On Sun, 23 Jul 2006, Dan Stromberg <(E-Mail Removed)> wrote:
>
> Hi folks.
>
> I have a DSL connection from AT&T (was SBC, sort of still is in a sense I
> guess). I'm using a SpeedStream 5260 DSL modem, and a Linksys WRT54G
> running OpenWRT for wireless, switch, firewall and doing the PPPoE
> processing.
Not sure what was different with the 5260 (maybe no auto VCI/VPI, or is it
VPI/VCI?). But I have been using a 5360 on Ameritech, then SBC, now ATT
dynamic ADSL for years. When a hardware router was doing PPPoE, the only
time I had any problem with mtu was when "receiving" smtp on a mail server
behind the router, and the only adjustment I had to do to make it work was
to adjust LAN eth mtu of the sendmail server to mtu 1492 (with ifconfig).
Since I have been using Linux as pppoe/firewall/router (an old Celeron 300
box), I left its nic to modem at default mtu 1500 (so pppoe would be 1492)

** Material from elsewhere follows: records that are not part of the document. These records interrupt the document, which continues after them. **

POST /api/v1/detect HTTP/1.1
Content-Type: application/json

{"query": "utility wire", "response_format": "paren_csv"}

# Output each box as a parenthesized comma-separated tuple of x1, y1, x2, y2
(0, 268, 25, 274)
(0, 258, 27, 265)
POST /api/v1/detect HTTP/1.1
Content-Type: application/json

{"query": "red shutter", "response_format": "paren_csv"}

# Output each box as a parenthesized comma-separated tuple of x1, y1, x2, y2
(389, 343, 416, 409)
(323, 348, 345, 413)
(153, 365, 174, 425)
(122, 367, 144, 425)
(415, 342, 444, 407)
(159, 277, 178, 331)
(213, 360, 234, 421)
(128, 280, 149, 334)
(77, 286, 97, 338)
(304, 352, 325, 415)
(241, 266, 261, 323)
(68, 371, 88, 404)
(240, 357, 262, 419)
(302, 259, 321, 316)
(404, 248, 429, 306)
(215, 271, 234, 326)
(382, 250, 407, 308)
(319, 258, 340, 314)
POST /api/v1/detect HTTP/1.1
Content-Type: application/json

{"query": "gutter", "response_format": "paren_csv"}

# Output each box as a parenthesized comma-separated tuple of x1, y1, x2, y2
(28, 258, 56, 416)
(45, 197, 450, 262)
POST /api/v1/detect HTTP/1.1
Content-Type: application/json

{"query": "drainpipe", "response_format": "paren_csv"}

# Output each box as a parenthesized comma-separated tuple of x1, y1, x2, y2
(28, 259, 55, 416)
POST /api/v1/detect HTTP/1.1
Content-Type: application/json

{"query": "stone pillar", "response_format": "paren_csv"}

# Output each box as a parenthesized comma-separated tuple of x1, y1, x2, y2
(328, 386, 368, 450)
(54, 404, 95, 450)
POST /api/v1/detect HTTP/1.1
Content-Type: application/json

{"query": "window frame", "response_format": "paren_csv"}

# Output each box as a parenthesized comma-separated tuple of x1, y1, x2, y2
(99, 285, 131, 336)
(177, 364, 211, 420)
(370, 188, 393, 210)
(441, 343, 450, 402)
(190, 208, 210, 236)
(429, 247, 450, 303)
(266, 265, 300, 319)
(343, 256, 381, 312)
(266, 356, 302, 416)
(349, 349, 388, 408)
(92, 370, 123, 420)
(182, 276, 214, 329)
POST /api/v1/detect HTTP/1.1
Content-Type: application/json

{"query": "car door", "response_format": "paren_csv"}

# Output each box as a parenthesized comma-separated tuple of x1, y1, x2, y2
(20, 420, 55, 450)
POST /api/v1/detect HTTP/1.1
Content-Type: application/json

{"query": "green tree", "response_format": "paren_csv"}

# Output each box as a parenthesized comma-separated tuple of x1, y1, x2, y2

and set its LAN nics to mtu 1492 in my network scripts (one nic to wired
LAN and another nic to WAP11 proxy_arp wireless subnet of main LAN). No
problems at all. Everything works to internet without any mtu settings on
other LAN boxes, and local LAN traffic ends up mtu 1500 despite mtu
settings on router LAN nics.
I do not know what settings WRT54G has, but its PPPoE should be mtu 1492,
and you should likely set mtu 1492 on LAN nic of any server behind it
(that has external ports or DMZ forwarded to it).
Do you have keepalive set for ssh? If you get dropped due to PPPoE idle
timeout setting or from peer (ATT), it would throw a wrench into ssh,
since you would end up with new public IP (if dynamic). On occasion I have
left ssh from a LAN box connected to my old Unix ISP overnight and it
still worked the next morning (pppoe idle timeout = 0, ie, never).
To find my dynamic IP for incoming ssh, I use no-ip.com dynamic DNS
(updated from /etc/ppp/ip-up anytime my Linux router connects).